The inferred amino acid sequences reveal that several identical amino acid replacements have occurred independently multiple times; all F49L, F86S, F86Y, T93P, T93I, and S118T occurred twice and L116V three times (Fig. 1). In the future, such parallel amino acid replacements may be used to test whether or not these sites have undergone positive selection (e.g., Zhang and Kumar, 1997; Briscoe, 2002). Indeed, using such a method, we have shown that positive evolution of triple amino acid replacements (S180, Y277F, and T285) has occurred in the M/LWS pigment group (Yokoyama and Takenaka, 2005). As more data accumulate, statistical tests based on the numbers of synonymous and nonsynonymous substitutions per codon site will also be used (e.g., Spady et al., 2005). It should be stressed, however, that the effects of all potentially important amino acid changes on the λmax-shift must be examined experimentally (Yokoyama and Takenaka, 2005).

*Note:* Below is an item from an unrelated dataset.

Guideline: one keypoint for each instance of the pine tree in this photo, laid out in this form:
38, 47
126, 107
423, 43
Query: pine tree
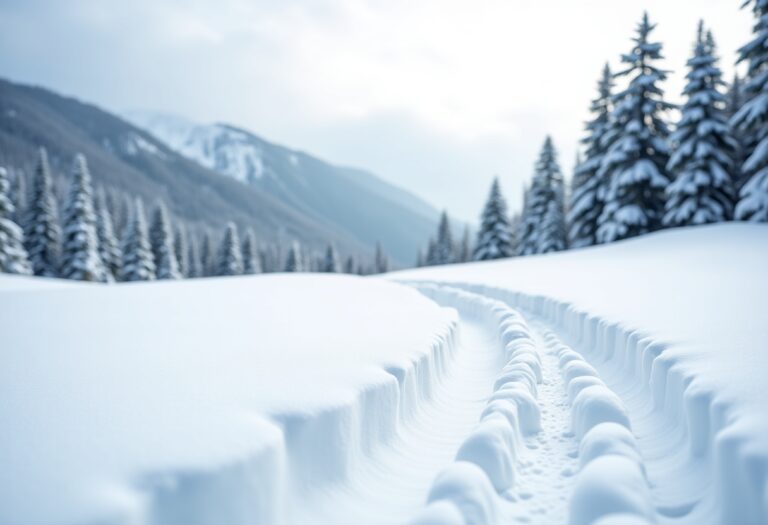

3.3. E113 and spectral tuning of violet pigments

As noted earlier, the protonated and unprotonated Schiff base-linked chromophores detect light at 440 and 365 nm, respectively. This observation casts an interesting possibility that the spectral tuning of SWS1 pigments may depend on whether or not their Schiff base-linked chromophores are protonated. At present, four chemical hypotheses that explain the modulation of absorption spectra of various visual pigments have been proposed: 1) twisting about the single and double bonds of the polyene chain of the 11-cis-retinal; 2) electrostatic interactions between the Schiff base-linked chromophore and the counterion (E113); 3) interactions between the chromophore with other charged, polar, or polarized groups; and 4) unprotonated Schiff-base chromophore in UV pigments (Ebrey and Takahashi, 2002). The protonation of the chromophore is caused by the counterions E113 and E181 (e.g., Ebrey and Takahashi, 2002). Thus, E113 can have a significant role in the spectral tuning of SWS1 pigments.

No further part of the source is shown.